ASTRA PAPACHRISTODOULOU
I was introduced to Dr. Astra Papachristodoulou in 2020 during the height of the pandemic. I'd just completed a life-changing Veterans' Poetry Workshop at Oxford Brookes Poetry Centre in the UK. This workshop was under the direction of Dr. Niall Munro (Senior Lecturer in American Literature and Director of Oxford Brookes Poetry Centre), Dr. Jane Potter (Reader, School of Arts), and Susie Campbell (PhD Researcher at Oxford Brookes and poet). One of the techniques of the workshop was to provide female veterans with a [re]introduction to visual poetry. The entire event was a success, but this part of the workshop helped me in innumerable ways. To start, Campbell handed out a canister of crayons and asked us to work with mark-making in poetry. Visual poetry helped people with injuries process shock (PTS, MSA, MST). I didn't realize at that time just how much the language-processing part of my brain had been impacted by trauma. In addition to my experiences at war, I was also processing the challenges associated with my life as a military spouse during a conflict that stretched over two decades. War had quite literally [re]wired my brain. I learned through many years of therapeutic care, that I'd struggled both emotionally and verbally (not ideal for a poet).
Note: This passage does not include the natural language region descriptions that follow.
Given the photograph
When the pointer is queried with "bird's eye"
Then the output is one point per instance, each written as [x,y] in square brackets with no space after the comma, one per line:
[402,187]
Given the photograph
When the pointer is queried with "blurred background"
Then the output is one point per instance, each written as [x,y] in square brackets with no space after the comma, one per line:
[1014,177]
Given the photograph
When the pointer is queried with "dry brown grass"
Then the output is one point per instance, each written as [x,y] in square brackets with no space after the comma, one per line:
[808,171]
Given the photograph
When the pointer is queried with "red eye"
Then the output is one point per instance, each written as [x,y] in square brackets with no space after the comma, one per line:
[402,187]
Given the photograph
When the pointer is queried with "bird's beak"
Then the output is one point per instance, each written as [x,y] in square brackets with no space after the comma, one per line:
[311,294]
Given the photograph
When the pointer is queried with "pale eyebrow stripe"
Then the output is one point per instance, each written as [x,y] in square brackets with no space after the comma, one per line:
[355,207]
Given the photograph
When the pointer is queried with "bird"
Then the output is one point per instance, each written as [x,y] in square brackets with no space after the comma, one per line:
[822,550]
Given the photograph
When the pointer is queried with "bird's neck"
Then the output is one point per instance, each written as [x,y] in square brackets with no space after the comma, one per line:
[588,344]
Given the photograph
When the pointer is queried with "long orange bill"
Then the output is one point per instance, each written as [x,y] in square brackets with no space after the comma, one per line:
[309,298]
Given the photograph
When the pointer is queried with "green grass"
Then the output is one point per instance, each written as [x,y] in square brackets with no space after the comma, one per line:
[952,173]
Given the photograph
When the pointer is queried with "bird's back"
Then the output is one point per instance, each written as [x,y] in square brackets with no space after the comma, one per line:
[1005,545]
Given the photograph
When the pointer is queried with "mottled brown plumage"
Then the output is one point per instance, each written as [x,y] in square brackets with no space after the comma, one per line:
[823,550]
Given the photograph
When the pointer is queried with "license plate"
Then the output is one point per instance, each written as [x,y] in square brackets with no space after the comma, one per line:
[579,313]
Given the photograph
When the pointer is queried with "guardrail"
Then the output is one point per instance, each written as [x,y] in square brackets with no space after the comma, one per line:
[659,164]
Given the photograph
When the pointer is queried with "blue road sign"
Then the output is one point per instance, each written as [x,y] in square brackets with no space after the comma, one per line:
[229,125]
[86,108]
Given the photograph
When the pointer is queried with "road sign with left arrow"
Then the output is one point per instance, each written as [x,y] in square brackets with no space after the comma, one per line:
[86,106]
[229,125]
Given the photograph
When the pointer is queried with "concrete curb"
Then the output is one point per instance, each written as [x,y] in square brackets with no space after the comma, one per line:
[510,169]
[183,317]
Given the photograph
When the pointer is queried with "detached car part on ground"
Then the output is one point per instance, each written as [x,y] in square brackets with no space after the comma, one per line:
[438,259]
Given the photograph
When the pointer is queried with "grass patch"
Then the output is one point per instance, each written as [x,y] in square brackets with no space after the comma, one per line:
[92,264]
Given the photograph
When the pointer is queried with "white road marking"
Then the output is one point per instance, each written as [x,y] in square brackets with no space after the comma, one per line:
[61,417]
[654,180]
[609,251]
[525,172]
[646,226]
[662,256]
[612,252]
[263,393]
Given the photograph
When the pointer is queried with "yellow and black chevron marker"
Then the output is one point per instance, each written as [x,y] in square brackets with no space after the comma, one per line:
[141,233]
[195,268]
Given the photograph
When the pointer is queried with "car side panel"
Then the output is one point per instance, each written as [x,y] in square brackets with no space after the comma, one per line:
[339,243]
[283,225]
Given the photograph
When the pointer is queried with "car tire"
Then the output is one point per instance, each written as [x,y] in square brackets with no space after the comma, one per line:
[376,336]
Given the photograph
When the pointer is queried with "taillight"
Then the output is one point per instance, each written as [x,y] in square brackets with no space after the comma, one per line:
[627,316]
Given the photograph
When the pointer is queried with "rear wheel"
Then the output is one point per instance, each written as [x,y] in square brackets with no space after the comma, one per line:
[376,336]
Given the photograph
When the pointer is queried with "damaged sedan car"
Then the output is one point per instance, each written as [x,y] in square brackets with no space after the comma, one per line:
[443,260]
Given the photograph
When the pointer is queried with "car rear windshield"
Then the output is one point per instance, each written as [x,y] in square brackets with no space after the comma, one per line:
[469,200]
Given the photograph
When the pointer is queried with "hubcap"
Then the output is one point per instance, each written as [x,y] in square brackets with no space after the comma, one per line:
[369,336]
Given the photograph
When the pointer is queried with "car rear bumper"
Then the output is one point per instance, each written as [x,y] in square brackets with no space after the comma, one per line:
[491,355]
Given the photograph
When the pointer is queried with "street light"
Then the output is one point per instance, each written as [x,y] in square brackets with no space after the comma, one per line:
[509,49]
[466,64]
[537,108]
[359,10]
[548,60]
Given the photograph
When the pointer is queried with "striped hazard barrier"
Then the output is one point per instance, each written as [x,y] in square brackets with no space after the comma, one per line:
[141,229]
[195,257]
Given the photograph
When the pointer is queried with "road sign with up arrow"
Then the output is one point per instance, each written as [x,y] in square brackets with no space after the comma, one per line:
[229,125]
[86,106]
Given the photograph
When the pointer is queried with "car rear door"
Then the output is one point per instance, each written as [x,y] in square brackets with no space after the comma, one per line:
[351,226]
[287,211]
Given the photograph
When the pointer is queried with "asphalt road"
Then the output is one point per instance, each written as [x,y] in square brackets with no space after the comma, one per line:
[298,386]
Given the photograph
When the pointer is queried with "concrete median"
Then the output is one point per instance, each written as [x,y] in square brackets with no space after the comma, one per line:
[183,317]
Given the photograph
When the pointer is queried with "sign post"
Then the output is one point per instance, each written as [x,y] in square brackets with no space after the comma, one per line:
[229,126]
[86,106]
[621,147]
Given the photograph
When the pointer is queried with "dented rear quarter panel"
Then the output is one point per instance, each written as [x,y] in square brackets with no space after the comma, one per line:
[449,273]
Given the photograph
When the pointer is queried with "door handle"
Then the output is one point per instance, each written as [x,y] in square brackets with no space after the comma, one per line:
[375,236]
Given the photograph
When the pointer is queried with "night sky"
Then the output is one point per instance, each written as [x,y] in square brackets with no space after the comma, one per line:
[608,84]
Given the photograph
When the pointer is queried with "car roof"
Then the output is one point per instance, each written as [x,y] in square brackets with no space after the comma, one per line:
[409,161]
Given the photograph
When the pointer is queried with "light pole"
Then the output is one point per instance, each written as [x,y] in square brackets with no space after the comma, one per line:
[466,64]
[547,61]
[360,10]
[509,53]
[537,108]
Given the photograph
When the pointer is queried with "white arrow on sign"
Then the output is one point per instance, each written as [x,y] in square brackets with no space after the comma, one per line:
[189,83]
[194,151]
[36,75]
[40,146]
Homework for workshop attendees included using the lessons taught by our instructors once away from Oxfordshire.
When I returned to the United States, I feverishly went to work making visual poetry. I fell in love with the vispo method because I was able to communicate in ways which I thought were forever lost to me. I created ash poems which were added to our anthology 'My teeth don't chew on shrapnel: an anthology of poetry by military veterans (Oxford Brookes, 2020). Armed with my new tools, I started burning paper. I did this as a form of remembrance and called it "ash poetry". I posted a photo on social media to show Munro and Campbell my process and progress. To my surprise, Papachristodoulou liked my art and reached out to me! That introduction to Astra began a meaningful artistic kinship which has spanned half a decade so far. Astra probably didn't realize how much that spark of interest meant to me during those very challenging days. It still means the world to me that Papachristodoulou finds interest in my pieces of burned poetry fragments.
And this poetry kinship has developed over the years because of craft and collaborations. Looking at this space, it is apparent Papachristodoulou and I share some similar artistic values. Of particular interest to me are the moments our creative energy overlaps and ignites. For instance, I've created my own Resistencet Banners over the years because I was profoundly inspired by the Suffragette, Guerilla Girls, Bevrijdingsrok Nisseluer, and Nonggi movements and contemporary artists like Aram Han Sifuentes, Carolina Caycedo, Lisa Anne Auerbach, Julia Triston, Diana Weymar, Natalie Baxter, Shannon Downey, Bonnie Peterson, Kate Tume, Kandy G. Lopez, Kustaa Saksi, Malgorzata Mirga-Tas. Billie Zangewa, Susie Campbell, and Astra Papachristodoulou (banners below). I can see how the language of dissent through craft has helped us both to mind map the path forward for our sacred environmental and social movements."